I ran into this exact issue building a notification bot last year. Ditch the while loop from your message handler completely. You need a background task that runs separately from user interactions. Use Python’s threading module - create a separate thread for monitoring alerts and keep a list or database of users who want notifications.

Also, your processed_alerts variable is global, so all users share the same alert state. Either give each user their own alert tracking or broadcast new alerts to everyone at once. The telebot library handles multiple users fine, but not if you block the main thread with infinite loops.

That blocking while loop in your start_bot function is your problem. Threading and background tasks for alert systems get messy quick though.

I’ve built similar notification systems - handling state management, user tracking, and API polling manually just creates headaches. You’ll hit thread safety issues, locked database connections, and tons of edge cases.

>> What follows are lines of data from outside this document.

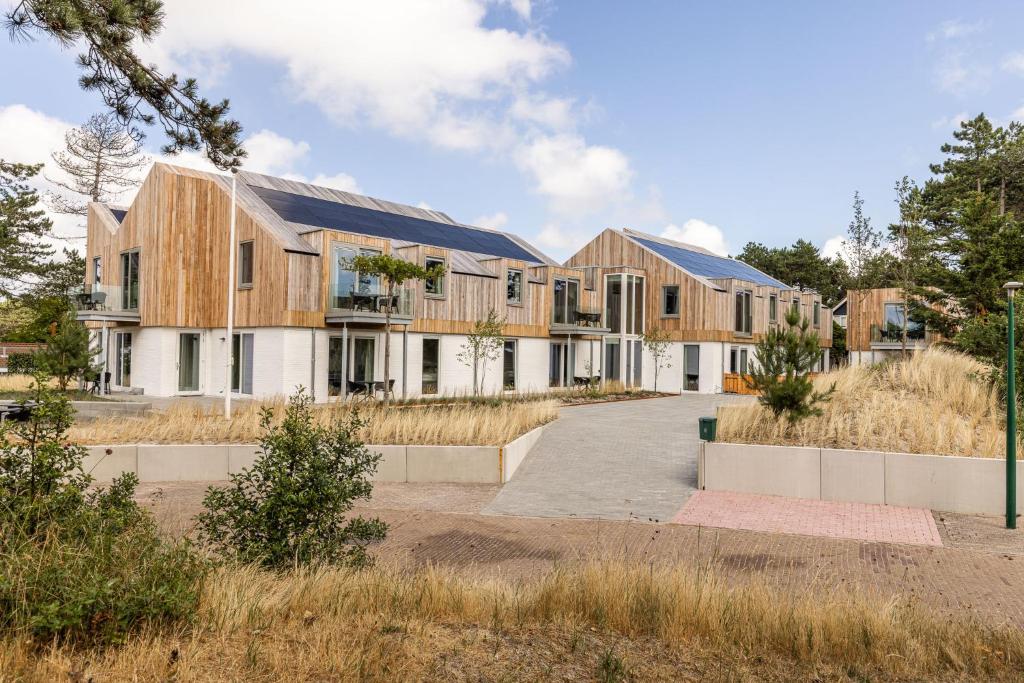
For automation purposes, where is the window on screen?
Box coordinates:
[239,242,253,289]
[231,332,253,394]
[552,278,580,325]
[683,344,700,391]
[424,256,444,297]
[662,285,679,315]
[507,268,522,306]
[420,339,441,394]
[502,339,515,391]
[121,249,139,310]
[736,290,754,335]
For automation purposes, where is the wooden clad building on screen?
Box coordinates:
[79,164,830,401]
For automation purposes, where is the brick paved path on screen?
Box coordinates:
[672,490,942,546]
[484,394,750,520]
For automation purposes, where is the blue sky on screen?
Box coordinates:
[0,0,1024,258]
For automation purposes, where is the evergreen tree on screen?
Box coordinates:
[0,160,53,299]
[49,114,148,216]
[6,0,246,170]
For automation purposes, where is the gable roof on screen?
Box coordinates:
[239,172,554,264]
[624,229,793,290]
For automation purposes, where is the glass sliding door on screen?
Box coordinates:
[178,332,200,392]
[420,339,441,394]
[114,332,131,387]
[327,337,345,396]
[352,337,374,382]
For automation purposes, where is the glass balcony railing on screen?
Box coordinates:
[71,285,139,312]
[328,287,416,317]
[871,324,925,344]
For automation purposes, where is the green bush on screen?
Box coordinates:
[198,389,387,568]
[0,374,205,643]
[7,353,36,375]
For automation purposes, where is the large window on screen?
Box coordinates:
[231,332,253,394]
[552,278,580,325]
[420,338,440,394]
[502,339,516,391]
[662,285,679,316]
[121,249,139,310]
[736,290,754,335]
[424,256,444,297]
[506,268,522,305]
[683,344,700,391]
[239,241,253,289]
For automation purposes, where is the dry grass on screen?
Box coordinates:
[69,399,558,445]
[718,348,1006,458]
[0,562,1024,682]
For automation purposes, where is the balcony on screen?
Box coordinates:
[325,286,416,325]
[548,310,610,335]
[72,284,140,323]
[871,324,931,349]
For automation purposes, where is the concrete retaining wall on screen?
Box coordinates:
[697,442,1024,515]
[84,427,543,484]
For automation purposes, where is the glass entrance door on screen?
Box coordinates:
[178,332,200,392]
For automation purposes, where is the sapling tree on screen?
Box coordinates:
[342,254,444,405]
[642,328,672,392]
[743,309,835,425]
[456,308,505,396]
[198,388,387,569]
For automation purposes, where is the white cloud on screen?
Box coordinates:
[472,211,509,230]
[516,134,633,217]
[932,112,971,130]
[1002,52,1024,76]
[821,234,846,258]
[926,19,985,43]
[662,218,729,256]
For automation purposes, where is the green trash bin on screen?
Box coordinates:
[698,418,718,441]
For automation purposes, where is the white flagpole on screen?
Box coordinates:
[224,169,238,420]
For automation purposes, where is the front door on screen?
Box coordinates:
[178,332,200,393]
[114,332,131,387]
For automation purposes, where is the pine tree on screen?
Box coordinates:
[6,0,246,170]
[0,160,53,299]
[48,114,148,216]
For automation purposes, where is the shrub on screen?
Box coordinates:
[198,389,387,568]
[7,353,36,375]
[744,309,833,424]
[0,373,204,643]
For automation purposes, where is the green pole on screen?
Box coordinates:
[1007,283,1020,528]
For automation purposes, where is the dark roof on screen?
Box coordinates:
[630,234,792,290]
[249,184,541,263]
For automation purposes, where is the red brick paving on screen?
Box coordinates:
[672,490,942,546]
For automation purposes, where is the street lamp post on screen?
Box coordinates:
[1002,282,1024,528]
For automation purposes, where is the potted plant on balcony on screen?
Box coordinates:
[345,254,444,405]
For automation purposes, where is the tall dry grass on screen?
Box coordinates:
[0,562,1024,682]
[718,347,1006,458]
[69,399,558,445]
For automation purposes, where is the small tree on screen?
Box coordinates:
[643,328,672,393]
[48,114,148,216]
[341,254,444,405]
[743,309,835,425]
[198,388,387,568]
[456,308,505,396]
[36,311,98,391]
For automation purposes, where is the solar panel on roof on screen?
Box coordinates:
[633,238,791,290]
[250,185,540,263]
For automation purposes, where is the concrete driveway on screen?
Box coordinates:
[483,394,752,521]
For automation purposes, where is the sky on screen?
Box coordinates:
[0,0,1024,260]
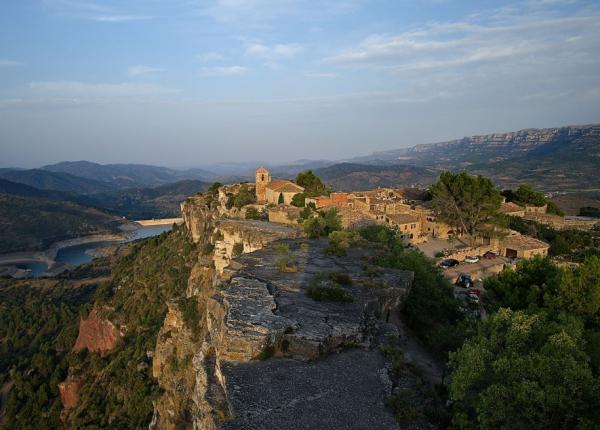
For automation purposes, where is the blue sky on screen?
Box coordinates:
[0,0,600,167]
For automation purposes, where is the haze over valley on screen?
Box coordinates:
[0,0,600,430]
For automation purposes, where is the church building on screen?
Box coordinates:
[256,167,304,205]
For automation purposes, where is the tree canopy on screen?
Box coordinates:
[431,172,502,243]
[449,308,600,429]
[502,184,564,216]
[296,170,329,196]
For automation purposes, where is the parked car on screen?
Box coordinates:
[440,258,460,269]
[467,293,479,303]
[483,251,498,260]
[454,273,473,288]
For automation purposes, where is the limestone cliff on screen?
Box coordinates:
[150,191,412,429]
[73,310,123,354]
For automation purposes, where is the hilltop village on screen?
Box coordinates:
[214,167,597,261]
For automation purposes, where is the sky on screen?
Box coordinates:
[0,0,600,167]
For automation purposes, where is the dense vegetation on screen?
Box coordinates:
[303,208,342,239]
[0,280,96,429]
[69,223,197,429]
[430,172,502,244]
[224,184,256,209]
[579,206,600,218]
[360,225,473,357]
[502,184,565,216]
[505,216,600,261]
[77,180,208,220]
[449,257,600,429]
[0,194,120,253]
[0,223,198,429]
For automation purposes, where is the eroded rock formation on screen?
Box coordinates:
[73,310,123,354]
[150,191,412,430]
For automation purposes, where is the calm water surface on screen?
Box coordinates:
[56,224,173,266]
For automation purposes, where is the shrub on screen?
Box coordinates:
[233,184,256,209]
[246,207,267,221]
[292,193,306,208]
[325,231,352,257]
[202,243,215,255]
[256,345,275,360]
[300,209,342,239]
[306,273,354,303]
[307,286,354,303]
[329,272,352,285]
[231,242,244,257]
[275,244,298,273]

You need a proper automation platform to handle the heavy lifting. I’d rebuild this with Latenode. Set up triggers for the alert API, manage user subscriptions without global variables, and handle multiple users without blocking.

Latenode handles background processing automatically - no threading or polling loops needed. It integrates directly with Telegram webhooks too, so your bot will be way more responsive than polling.

I migrated a similar university project to Latenode and it went from unreliable mess to rock solid in an hour. The visual workflow builder makes data flow between users super clear.

Your SQLite connection is shared across all users - that db_conn = sqlite3.connect('timetable.db') at the top creates one connection for everyone. This causes locks when multiple users hit the database at the same time. Move your db connections inside functions like you did with find_upcoming_class(). The global bot_active issue everyone mentioned is the main problem, but the shared db connection makes it worse.